L’écho positif suscité par le dernier round de négociations sur le nucléaire iranien provoque scepticisme et amertume en Israël, qui redoute un allègement des sanctions contre Téhéran en réponse au ton conciliant du nouveau président Hassan Rohani.
"Dans le monde, on ne voit dans le dossier iranien qu’une question de niveau de vie, alors que pour Israël il s’agit d’une question de survie", a affirmé le ministre de l’Energie et du Développement régional Sylvan Shalom, attribuant les réactions occidentales à des "raisons économiques".

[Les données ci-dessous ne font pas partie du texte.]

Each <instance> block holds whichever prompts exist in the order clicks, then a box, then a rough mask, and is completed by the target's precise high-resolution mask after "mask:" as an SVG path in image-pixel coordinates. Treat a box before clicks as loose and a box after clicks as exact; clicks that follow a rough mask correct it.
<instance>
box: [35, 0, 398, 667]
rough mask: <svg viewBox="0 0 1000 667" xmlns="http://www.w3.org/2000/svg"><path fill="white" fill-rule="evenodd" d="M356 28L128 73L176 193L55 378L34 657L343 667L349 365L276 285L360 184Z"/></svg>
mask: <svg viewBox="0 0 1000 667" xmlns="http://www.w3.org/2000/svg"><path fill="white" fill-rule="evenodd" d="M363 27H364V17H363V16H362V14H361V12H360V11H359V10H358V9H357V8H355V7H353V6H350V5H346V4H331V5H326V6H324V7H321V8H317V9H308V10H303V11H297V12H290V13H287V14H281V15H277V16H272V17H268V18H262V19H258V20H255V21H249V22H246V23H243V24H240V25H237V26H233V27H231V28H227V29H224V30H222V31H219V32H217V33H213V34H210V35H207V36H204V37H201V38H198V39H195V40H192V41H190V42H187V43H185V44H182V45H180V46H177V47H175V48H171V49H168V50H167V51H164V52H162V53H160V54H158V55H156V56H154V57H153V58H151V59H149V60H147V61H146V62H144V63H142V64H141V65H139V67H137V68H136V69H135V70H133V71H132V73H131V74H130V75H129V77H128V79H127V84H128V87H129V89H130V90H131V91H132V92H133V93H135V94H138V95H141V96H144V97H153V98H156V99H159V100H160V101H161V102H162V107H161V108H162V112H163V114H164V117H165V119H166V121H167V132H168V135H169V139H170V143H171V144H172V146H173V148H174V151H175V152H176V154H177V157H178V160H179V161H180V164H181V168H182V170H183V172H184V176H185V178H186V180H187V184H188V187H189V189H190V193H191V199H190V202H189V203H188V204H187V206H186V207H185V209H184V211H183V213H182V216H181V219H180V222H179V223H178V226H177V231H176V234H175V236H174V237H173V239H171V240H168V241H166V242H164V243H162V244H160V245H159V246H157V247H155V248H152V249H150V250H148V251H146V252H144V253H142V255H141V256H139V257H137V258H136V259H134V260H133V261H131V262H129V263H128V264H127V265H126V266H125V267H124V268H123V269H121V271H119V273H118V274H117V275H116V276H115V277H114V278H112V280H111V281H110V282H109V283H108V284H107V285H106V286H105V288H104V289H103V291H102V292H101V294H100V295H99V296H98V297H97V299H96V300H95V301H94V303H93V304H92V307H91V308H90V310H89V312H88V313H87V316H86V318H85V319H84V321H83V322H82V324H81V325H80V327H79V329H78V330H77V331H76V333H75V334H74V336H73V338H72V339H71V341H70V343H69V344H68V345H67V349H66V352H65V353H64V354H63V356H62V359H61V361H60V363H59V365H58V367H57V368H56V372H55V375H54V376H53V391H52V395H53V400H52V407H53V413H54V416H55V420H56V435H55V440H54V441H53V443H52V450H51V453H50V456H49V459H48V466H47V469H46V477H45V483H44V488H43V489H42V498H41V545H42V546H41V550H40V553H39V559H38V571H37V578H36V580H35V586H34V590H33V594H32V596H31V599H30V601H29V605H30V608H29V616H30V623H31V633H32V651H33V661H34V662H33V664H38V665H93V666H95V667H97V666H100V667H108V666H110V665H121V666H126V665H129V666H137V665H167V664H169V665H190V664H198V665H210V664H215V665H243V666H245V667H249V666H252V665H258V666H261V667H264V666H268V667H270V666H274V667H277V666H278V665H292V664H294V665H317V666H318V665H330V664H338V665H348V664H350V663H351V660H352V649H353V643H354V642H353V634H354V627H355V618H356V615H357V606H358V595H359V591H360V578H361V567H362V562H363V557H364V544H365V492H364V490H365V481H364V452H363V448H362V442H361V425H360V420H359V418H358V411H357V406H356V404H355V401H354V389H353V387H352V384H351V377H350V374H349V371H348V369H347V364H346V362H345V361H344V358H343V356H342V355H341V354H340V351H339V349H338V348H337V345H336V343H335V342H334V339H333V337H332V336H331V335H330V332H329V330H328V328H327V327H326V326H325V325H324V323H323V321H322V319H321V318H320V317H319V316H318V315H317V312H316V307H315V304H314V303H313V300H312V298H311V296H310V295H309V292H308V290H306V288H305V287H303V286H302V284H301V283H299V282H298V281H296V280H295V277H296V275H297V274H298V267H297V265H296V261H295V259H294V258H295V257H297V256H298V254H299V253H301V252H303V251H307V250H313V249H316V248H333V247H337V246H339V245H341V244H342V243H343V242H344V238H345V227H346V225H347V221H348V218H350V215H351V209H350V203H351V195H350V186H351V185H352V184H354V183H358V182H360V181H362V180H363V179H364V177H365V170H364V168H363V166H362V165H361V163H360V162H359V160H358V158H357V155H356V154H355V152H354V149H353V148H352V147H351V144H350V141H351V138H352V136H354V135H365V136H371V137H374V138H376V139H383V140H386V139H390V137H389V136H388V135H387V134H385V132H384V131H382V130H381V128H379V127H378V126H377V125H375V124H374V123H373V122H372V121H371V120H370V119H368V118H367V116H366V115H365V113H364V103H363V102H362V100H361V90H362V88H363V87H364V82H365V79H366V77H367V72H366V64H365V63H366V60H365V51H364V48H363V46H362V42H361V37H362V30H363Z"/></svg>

"Lorsqu’il y a des sanctions dures contre le pétrole iranien, le prix du pétrole augmente dans le monde, qui se débat dans une crise économique et le fait que l’Iran ne puisse pas vendre du pétrole ne peut plus continuer, tout le reste n’est que paroles creuses", a ajouté M. Shalom.
L’administration américaine a salué mercredi une approche plus "sérieuse" de la part de l’Iran dans les discussions mardi et mercredi à Genève entre le groupe dit "5+1" (Etats-Unis, Chine, Russie, Royaume-Uni, France, plus l’Allemagne) et l’Iran. Washington a toutefois admis l’absence de "percée" dans ces pourparlers, qui doivent reprendre à Genève les 7 et 8 novembre.
Le bureau du Premier ministre israélien Benjamin Netanyahu n’a pas commenté officiellement les réactions américaines. Mais de "hauts responsables politiques" qui ont requis l’anonymat ont lancé une mise en garde dans les médias.
"L’Iran sera jugé sur ses actes et non sur ses déclarations. La communauté internationale doit maintenir les sanctions contre l’Iran, tant que des mesures concrètes n’auront pas été prises sur le terrain prouvant que l’Iran démantèle son programme nucléaire militaire", ont insisté ces responsables.
Lors des discussions de Genève, l’Iran a dit accepter le principe d’inspections surprise de ses sites nucléaires, une exigence de Washington.
Selon un commentateur de la radio publique israélienne, citant des proches de M. Netanyahu, "les Américains sont aux anges alors que les Iraniens n’ont rien cédé".
"Bla-bla"
Le quotidien Israel Hayom, favorable au Premier ministre, estime pour sa part qu’à Genève "on parle de confiance (envers Téhéran), mais dans la centrale nucléaire iranienne de Fordo on construit la bombe" atomique.
"Israël ne doit pas se contenter de rejeter un accord purement symbolique avec l’Iran, mais également exiger qu’une date butoir soit fixée aux négociations, sinon les discussions vireront au bla-bla", affirme le journal dans un éditorial.
Emily Landau, directrice du programme de contrôle des armements à l’Institut pour les études sur la sécurité nationale (INSS) souligne que la réunion de Genève a des allures de "déjà vu", ajoutant que "la frustration d’Israël est compréhensible.
"Israël n’est pas présent à la table des négociations avec l’Iran, mais c’est lui qui souffrira des conséquences négatives d’un mauvais accord", selon elle.
"Cela dit, mieux vaut ne pas se singulariser d’une façon qui rendrait plus facile pour l’Iran de marginaliser Israël", estime l’analyste dans une tribune publiée par le quotidien Maariv, suggérant au gouvernement Netanyahu de faire passer discrètement son message aux pays concernés.
Le ministre israélien des Affaires stratégiques Youval Steinitz avait déjà donné le ton mercredi avant même la fin de la réunion de Genève, la comparant à la célèbre conférence de Munich en 1938, au cours de laquelle la Grande-Bretagne et la France avaient cédé aux exigences de l’Allemagne nazie pour éviter la guerre, qui éclata finalement un an plus tard.
"Nous voyons des signes inquiétants et nous ne voulons pas que Genève 2013 se transforme en Munich 1938", a déclaré M. Steinitz, également chargé des Relations internationales et des Renseignements.